We are told that biblical teachings are timeless, as relevant today as the day they were written (a day no scholar can seem to agree upon but I digress). However nothing is timeless. Context matters. Culture matters.
The stories that have been passed down, the ones which deify Jesus, were told in a time when it was commonly believed that people who do great service for the world become divine. In his culture this belief was not special to Jesus. This is even more interesting when paired with the belief held by many scholars that the birth story of at least one of the gospels (actually the FIRST gospel to be written) was added later, after the rest had been written and perhaps even by a different author. There is science to back up this finding but I don't really remember it- just that it existed in peer reviewed journals that specialize in ancient texts. So, if in fact people deified Jesus because of his great service to the world it would make sense that someone would then go back and add a birth story. A story that would set him apart from other deified humans because he didn't BECOME divine in this story, he was BORN divine.
Even more intriguing to me is that during the time of Jesus' life some royalty was referred to as the Son of God, Savior of the World, Bringer of Peace, and even Lord. This context changes everything for me.
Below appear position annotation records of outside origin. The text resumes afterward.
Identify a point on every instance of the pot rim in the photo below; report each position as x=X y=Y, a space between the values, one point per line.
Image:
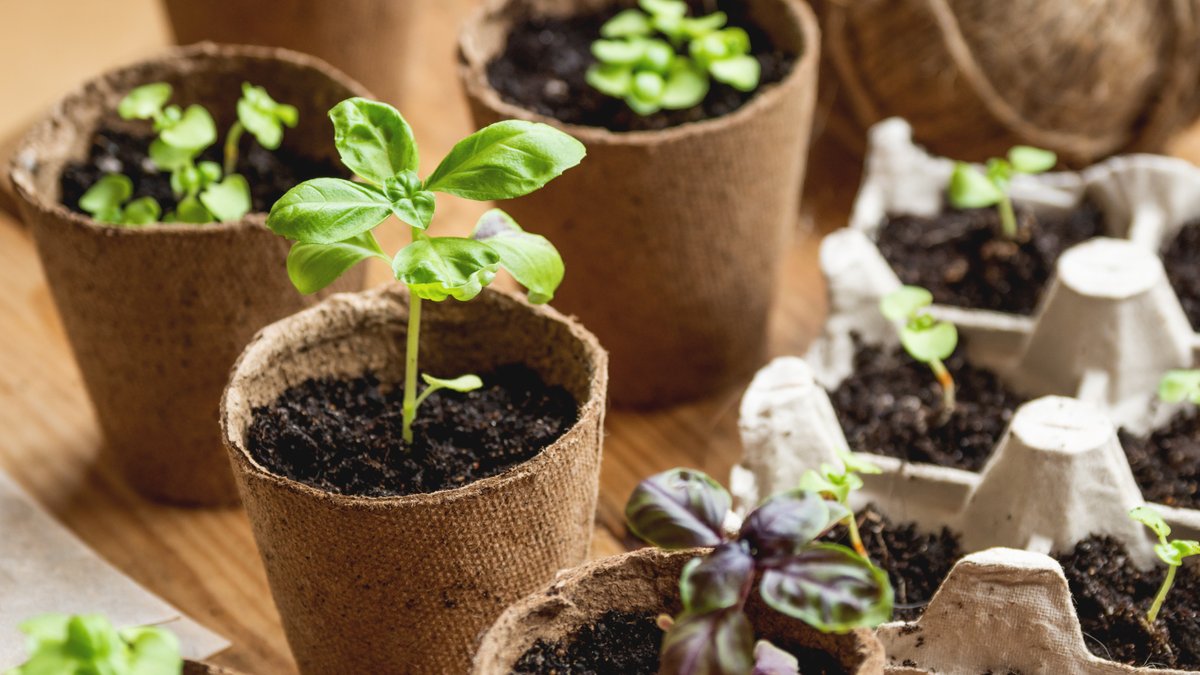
x=592 y=406
x=473 y=64
x=19 y=166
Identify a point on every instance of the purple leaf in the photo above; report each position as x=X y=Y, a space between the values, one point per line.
x=717 y=581
x=678 y=509
x=829 y=587
x=719 y=643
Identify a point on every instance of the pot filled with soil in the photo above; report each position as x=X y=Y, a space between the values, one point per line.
x=157 y=312
x=669 y=267
x=381 y=551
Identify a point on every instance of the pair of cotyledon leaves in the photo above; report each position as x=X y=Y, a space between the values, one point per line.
x=331 y=219
x=825 y=585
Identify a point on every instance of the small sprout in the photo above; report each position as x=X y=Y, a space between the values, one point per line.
x=333 y=220
x=973 y=189
x=838 y=483
x=1171 y=551
x=1179 y=386
x=88 y=643
x=639 y=57
x=923 y=336
x=827 y=586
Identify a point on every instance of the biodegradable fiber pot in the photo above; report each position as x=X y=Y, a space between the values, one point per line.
x=647 y=581
x=157 y=315
x=675 y=238
x=378 y=584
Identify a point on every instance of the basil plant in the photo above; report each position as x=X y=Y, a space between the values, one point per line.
x=331 y=220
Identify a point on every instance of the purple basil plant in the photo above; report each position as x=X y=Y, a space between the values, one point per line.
x=828 y=586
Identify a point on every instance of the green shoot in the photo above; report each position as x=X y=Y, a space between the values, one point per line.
x=333 y=220
x=640 y=57
x=973 y=189
x=924 y=338
x=838 y=483
x=1171 y=551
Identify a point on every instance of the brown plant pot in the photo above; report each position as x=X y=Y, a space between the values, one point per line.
x=647 y=581
x=390 y=584
x=365 y=39
x=675 y=238
x=157 y=315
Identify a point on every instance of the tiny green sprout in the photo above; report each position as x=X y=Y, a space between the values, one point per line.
x=1179 y=386
x=89 y=644
x=1171 y=551
x=923 y=336
x=838 y=483
x=973 y=189
x=640 y=60
x=333 y=220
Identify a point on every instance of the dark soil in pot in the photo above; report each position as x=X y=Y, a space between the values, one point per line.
x=1111 y=596
x=1167 y=463
x=627 y=644
x=917 y=562
x=345 y=436
x=270 y=173
x=1180 y=258
x=964 y=261
x=543 y=69
x=892 y=405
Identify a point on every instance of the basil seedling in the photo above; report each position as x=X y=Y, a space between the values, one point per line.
x=1171 y=551
x=88 y=643
x=331 y=220
x=973 y=189
x=639 y=57
x=828 y=586
x=837 y=483
x=924 y=338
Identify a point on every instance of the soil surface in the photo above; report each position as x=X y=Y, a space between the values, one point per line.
x=892 y=405
x=270 y=173
x=345 y=436
x=1180 y=258
x=1167 y=464
x=1113 y=597
x=545 y=59
x=964 y=260
x=917 y=562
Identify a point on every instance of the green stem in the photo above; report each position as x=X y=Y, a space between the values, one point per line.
x=1152 y=615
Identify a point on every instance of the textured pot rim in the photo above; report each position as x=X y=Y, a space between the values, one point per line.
x=592 y=406
x=473 y=76
x=84 y=94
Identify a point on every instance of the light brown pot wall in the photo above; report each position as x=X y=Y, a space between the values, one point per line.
x=673 y=240
x=156 y=316
x=408 y=584
x=365 y=39
x=646 y=580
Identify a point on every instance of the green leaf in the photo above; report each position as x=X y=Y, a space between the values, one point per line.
x=505 y=160
x=531 y=258
x=1027 y=159
x=228 y=199
x=328 y=210
x=373 y=139
x=144 y=102
x=970 y=189
x=312 y=267
x=445 y=267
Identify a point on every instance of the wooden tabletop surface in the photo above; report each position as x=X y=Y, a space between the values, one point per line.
x=204 y=561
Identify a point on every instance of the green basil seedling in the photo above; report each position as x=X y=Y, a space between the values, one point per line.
x=639 y=57
x=973 y=189
x=828 y=586
x=924 y=338
x=331 y=220
x=1171 y=551
x=89 y=644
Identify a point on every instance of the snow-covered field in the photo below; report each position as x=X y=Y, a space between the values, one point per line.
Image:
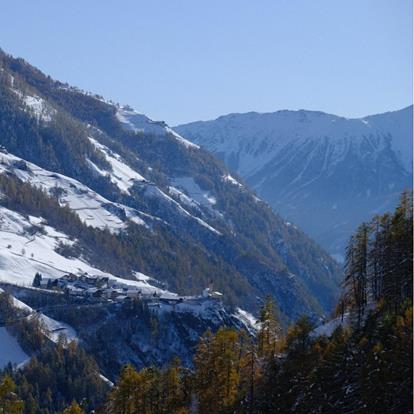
x=22 y=255
x=121 y=175
x=89 y=205
x=10 y=350
x=137 y=122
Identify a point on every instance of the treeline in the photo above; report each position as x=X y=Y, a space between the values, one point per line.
x=157 y=252
x=379 y=261
x=360 y=362
x=57 y=375
x=362 y=366
x=358 y=371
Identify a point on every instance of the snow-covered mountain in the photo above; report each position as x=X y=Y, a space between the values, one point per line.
x=115 y=193
x=323 y=172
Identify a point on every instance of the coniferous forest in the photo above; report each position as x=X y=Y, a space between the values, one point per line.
x=359 y=361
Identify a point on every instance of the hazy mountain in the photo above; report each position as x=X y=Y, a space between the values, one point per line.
x=127 y=197
x=323 y=172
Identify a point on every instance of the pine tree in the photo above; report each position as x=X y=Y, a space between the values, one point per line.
x=9 y=401
x=270 y=330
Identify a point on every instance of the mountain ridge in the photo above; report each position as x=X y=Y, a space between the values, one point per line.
x=191 y=228
x=298 y=160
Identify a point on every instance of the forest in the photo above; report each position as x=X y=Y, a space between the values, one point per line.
x=358 y=362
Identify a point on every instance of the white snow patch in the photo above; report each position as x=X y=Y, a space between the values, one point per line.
x=86 y=203
x=194 y=191
x=121 y=175
x=137 y=122
x=228 y=178
x=10 y=350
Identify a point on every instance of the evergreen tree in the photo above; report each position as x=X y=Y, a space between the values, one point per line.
x=9 y=401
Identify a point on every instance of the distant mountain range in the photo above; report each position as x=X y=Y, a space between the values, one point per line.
x=127 y=197
x=322 y=172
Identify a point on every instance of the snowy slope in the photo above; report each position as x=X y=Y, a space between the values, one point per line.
x=323 y=172
x=137 y=122
x=90 y=206
x=22 y=254
x=10 y=350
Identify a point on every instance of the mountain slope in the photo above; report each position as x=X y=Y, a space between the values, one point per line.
x=321 y=171
x=141 y=198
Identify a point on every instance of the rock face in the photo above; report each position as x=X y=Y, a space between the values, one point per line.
x=142 y=199
x=323 y=172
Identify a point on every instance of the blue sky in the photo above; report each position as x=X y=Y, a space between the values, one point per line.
x=185 y=60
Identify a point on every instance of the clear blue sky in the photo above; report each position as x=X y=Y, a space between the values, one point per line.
x=184 y=60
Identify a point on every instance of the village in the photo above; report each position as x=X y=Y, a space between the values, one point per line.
x=103 y=288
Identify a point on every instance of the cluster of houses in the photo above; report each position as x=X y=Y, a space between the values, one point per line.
x=105 y=288
x=91 y=286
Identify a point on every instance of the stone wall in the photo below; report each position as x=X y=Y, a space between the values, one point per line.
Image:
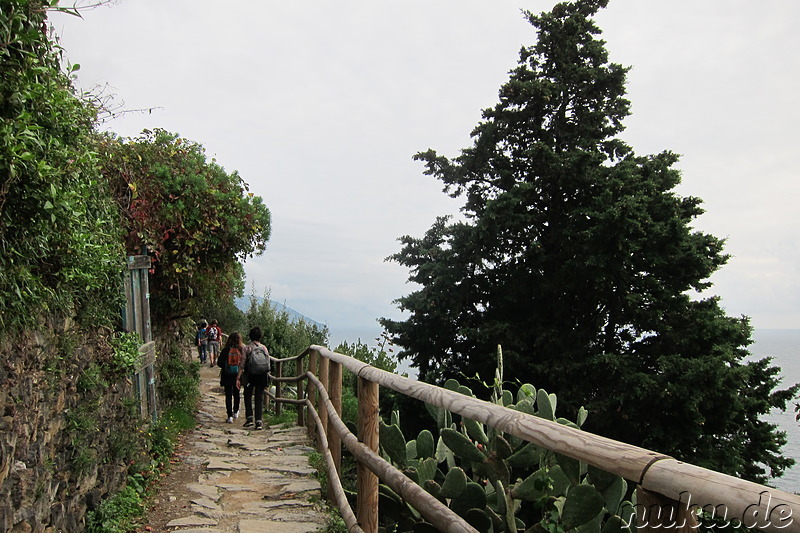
x=67 y=428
In my transition I have come to regard Jesus as my spiritual teacher, someone who achieved enlightenment and was trying to teach those who followed them how to do the same. I wanted to be his follower without having to attach belief to his divinity- again not something I disbelieved but not something I necessarily believed either. I wanted to study his teachings and learn from them. I wanted to be a student of his life instead of a worshiper of his death.
With this in mind I decided that I would simply read his teachings in the bible without all of the interpretation and input from the authors- only the red letter text. ;-) (And yes, I'm aware we can't verify that he actually said all of those things but we can't verify that Aristotle said all of those things either- it doesn't make what was said less important.) The problem I kept running into was that he referred to himself as the Son of Man, Son of God, and inferred all of the things I had convinced myself only other people had said about him. But he said it too- at least some of it.
But with this new information about the context of the culture in which he was living I understand. He was trying to establish his way in contrast with the ways of the Romans. Spiritual leaders of today do this- they use the jargon of politics in order to drive a point home. I now believe this is perhaps what Jesus was doing when he referred to himself with the same jargon being used by Roman aristocracy.
Time for me to re-read that red letter text with this fresh insight.